Using SQL Server 2022, I'm trying to figure out how to use STRING_SPLIT
in a set-based way to convert a table column where all rows have a variable number of key/value pairs into a table without duplicates, similar to T-SQL split string but not quite.
create table #mashed (mashedtext nvarchar(1600))
insert into #mashed
values ('"id":"one", "code":"aaa", "dev":"yes"')
insert into #mashed
values ('"id":"two", "code":"bbb", "dev":"yes"')
insert into #mashed
values ('"id":"three", "code":"ccc", "dev":"no"')
insert into #mashed
values ('"id":"three", "code":"bbb", "help":"no" , "rid":"6"')
Desired shape of output
key value
----------------
id one
id two
id three
code aaa
code bbb
code ccc
dev yes
dev no
help no
rid 6
This is clearly wrong:
SELECT value
FROM STRING_SPLIT (SELECT mashedtext FROM #mashed, ',')

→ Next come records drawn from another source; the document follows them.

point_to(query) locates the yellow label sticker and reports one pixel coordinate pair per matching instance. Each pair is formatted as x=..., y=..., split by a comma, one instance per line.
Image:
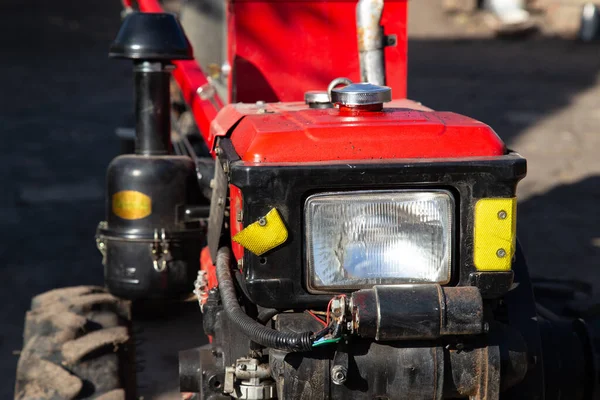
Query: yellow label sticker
x=129, y=204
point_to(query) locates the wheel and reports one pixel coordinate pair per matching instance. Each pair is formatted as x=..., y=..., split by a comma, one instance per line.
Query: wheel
x=76, y=344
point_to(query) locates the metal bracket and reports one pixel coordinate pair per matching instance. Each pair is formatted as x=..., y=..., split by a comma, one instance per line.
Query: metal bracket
x=218, y=202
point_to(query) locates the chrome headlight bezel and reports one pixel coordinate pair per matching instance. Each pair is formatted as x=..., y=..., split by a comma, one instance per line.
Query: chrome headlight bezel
x=406, y=194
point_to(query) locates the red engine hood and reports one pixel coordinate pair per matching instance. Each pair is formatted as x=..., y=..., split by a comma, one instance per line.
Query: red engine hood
x=291, y=132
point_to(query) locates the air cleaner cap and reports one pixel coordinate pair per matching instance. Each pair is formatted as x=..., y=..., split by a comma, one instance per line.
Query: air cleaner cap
x=361, y=94
x=151, y=37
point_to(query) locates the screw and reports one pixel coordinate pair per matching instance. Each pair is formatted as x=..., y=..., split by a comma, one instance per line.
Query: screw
x=339, y=374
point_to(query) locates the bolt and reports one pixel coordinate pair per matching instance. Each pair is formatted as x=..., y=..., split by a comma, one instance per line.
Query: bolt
x=339, y=374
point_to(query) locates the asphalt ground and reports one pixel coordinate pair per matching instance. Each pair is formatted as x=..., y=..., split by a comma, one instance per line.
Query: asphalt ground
x=62, y=98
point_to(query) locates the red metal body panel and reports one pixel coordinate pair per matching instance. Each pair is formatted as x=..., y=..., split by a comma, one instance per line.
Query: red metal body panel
x=291, y=132
x=279, y=49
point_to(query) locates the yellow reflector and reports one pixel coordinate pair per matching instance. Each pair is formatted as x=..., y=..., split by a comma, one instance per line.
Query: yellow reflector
x=264, y=234
x=495, y=234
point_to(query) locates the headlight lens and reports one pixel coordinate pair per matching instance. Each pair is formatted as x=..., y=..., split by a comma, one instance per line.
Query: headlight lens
x=360, y=239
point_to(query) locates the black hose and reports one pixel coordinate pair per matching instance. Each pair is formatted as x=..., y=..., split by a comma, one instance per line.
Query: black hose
x=267, y=314
x=288, y=341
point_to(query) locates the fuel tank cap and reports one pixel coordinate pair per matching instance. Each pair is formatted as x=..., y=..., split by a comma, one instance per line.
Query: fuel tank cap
x=361, y=94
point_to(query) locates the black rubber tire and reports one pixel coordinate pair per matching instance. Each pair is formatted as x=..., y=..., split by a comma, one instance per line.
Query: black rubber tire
x=77, y=345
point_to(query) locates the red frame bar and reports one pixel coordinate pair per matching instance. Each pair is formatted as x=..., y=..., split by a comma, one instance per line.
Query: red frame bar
x=191, y=79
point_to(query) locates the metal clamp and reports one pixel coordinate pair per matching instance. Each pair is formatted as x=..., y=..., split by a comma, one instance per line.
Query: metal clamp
x=161, y=254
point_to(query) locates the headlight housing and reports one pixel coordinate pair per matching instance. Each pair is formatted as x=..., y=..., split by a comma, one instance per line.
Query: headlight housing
x=360, y=239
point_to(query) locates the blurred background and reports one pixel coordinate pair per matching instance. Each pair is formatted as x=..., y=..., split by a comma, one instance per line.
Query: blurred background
x=62, y=99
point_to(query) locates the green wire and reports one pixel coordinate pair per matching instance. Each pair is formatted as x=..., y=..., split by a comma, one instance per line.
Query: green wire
x=327, y=341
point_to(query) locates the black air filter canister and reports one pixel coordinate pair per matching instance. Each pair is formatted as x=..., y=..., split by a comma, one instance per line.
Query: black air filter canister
x=150, y=249
x=153, y=233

So what is the right way to do this without RBAR? I am sure there are two splits needed, once to get the pairs and again on each pair.
Thanks.
The stored text data is almost a valid JSON object, so you may try to fix it and parse it with OPENJSON()
:
SELECT DISTINCT j.[key], j.[value]
FROM #mashed m
CROSS APPLY OPENJSON(CONCAT('{', m.mashedtext, '}')) j
If you want to use STRING_SPLIT()
you need to use the third optional parameter in STRING_SPLIT()
(introduced in SQL Server 2022) to get the ordinal position of the each substring:
SELECT DISTINCT s2.*
FROM #mashed m
CROSS APPLY STRING_SPLIT(m.mashedtext, ',') s1
CROSS APPLY (
SELECT
[key] = MAX (REPLACE(CASE WHEN [ordinal] = 1 THEN [value] END, '"', '')),
[value] = MAX (REPLACE(CASE WHEN [ordinal] = 2 THEN [value] END, '"', ''))
FROM STRING_SPLIT(TRIM(s1.[value]), ':', 1)
) s2
Result (without order):
key | value |
---|---|
code | aaa |
code | bbb |
code | ccc |
dev | no |
dev | yes |
help | no |
id | one |
id | three |
id | two |
rid | 6 |